= Mark Samuels Lasner =

Mark Samuels Lasner (born 1952) is an American researcher. He is an authority on the literature and art of the late Victorian era. He is also a collector, bibliographer and typographer. Samuels Lasner is senior research fellow at the University of Delaware Library.

==Mark Samuels Lasner Collection==

A graduate of Connecticut College, Samuels Lasner has served as an honorary curator at several institutions and is active in numerous bibliophile and scholarly organizations. His life's work has, however, been the amassing of what Samuels Lasner calls "A Period Library", one of the country's foremost private collections of books, manuscripts, letters, and artworks by British cultural figures who flourished between 1850 and 1900. His collection comprises 2,500 first and other editions, including many signed and association copies, manuscripts, letters, works on paper, and ephemera.
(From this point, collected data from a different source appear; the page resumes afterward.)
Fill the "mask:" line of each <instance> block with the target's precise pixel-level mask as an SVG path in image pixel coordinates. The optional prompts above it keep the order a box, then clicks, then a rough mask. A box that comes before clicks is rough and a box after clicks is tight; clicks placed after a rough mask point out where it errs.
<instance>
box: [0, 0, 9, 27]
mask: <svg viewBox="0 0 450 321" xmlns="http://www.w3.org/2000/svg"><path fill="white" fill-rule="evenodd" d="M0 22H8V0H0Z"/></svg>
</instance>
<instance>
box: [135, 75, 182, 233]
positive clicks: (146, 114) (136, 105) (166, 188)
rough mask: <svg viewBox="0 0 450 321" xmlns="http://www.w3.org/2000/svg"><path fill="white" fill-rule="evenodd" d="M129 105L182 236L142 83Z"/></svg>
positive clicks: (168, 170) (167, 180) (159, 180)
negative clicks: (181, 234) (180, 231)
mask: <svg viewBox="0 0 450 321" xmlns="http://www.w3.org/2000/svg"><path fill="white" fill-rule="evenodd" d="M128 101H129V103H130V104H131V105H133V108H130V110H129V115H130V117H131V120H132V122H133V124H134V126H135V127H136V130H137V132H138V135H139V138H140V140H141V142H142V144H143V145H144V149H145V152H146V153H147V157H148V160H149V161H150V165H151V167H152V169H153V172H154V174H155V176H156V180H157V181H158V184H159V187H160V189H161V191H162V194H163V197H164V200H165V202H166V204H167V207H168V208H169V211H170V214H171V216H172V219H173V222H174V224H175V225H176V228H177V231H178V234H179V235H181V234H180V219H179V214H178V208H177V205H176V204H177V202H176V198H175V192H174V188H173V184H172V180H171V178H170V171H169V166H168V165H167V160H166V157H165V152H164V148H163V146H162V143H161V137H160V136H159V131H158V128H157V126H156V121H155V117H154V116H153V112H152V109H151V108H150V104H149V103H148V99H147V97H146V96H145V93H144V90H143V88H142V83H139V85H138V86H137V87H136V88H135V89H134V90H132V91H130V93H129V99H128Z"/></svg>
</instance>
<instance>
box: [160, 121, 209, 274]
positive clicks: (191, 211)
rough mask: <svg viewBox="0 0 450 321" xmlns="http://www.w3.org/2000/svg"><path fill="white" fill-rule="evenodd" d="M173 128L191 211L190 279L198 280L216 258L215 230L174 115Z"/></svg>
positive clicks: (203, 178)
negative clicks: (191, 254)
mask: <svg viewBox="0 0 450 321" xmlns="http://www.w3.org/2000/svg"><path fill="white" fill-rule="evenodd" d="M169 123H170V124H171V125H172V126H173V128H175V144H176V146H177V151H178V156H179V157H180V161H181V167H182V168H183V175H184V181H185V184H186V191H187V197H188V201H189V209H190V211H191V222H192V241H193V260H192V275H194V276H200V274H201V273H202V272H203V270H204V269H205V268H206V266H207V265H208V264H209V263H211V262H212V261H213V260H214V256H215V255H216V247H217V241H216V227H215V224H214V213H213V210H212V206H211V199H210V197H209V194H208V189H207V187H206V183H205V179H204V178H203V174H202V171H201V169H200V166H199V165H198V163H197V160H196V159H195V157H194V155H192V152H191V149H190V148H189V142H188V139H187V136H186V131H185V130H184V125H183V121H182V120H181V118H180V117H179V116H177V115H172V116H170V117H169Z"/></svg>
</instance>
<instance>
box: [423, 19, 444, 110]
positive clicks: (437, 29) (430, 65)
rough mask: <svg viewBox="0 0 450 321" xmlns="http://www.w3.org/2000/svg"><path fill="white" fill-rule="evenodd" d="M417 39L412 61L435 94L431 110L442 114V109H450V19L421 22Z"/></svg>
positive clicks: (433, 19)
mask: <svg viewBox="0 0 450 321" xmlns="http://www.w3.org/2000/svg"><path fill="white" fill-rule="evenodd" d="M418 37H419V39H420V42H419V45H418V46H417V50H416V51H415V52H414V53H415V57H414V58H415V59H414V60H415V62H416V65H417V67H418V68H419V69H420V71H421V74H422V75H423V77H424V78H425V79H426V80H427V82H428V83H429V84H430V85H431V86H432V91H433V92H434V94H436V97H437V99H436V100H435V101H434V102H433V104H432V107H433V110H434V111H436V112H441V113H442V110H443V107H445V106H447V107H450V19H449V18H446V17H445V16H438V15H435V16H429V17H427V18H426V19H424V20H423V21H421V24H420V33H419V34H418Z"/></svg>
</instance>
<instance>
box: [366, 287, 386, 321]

The materials in his collection, particularly those relating to Aubrey Beardsley, Max Beerbohm, Oscar Wilde, and other writers and artists of the 1890s, have provided the basis for numerous publications and exhibitions. Samuels Lasner is senior research fellow at the Library of the University of Delaware, which now houses the larger portion of his collection.

==Publications==

Samuels Lasner is the author of The Bookplates of Aubrey Beardsley (Rivendale Press, 2008), A Bibliography of Enoch Soames (Rivendale Press, 1999), The Yellow Book: A Checklist and Index (Eighteen Nineties Society, 1998), A Selective Checklist of the Published Work of Aubrey Beardsley (Thomas G. Boss Fine Books, 1995), and William Allingham: A Bibliographical Study (Holmes Publishing Co., 1993); he has co-authored books such as England in the 1880s: Old Guard and Avant-Garde (University of Virginia Press, 1989) and England in the 1890s: Literary Publishing at the Bodley Head (Georgetown University Press, 1990).

His articles and notes have appeared in The Book Collector, Browning Institute Studies, Notes and Queries, and other journals. He has organized or co-curated exhibitions held at the University of Virginia Library; Georgetown University Library; the Houghton Library and the Fogg Museum, Harvard University; Bryn Mawr College Library and the Grolier Club.

==Awards==

Samuels Lasner was the 2003 recipient of the Sir Thomas More medal from the University of San Francisco, which was awarded to honor the spirit of "private collecting, a public benefit." In 2009 The American Printing History Association
(APHA) announced a fellowship award, the Mark Samuels Lasner Fellowship in Printing History for the study of printing history. An award of up to $2,000 is available for research in
any area of the history of printing in any form, including all the arts and technologies relevant to printing, the book arts, and letter forms.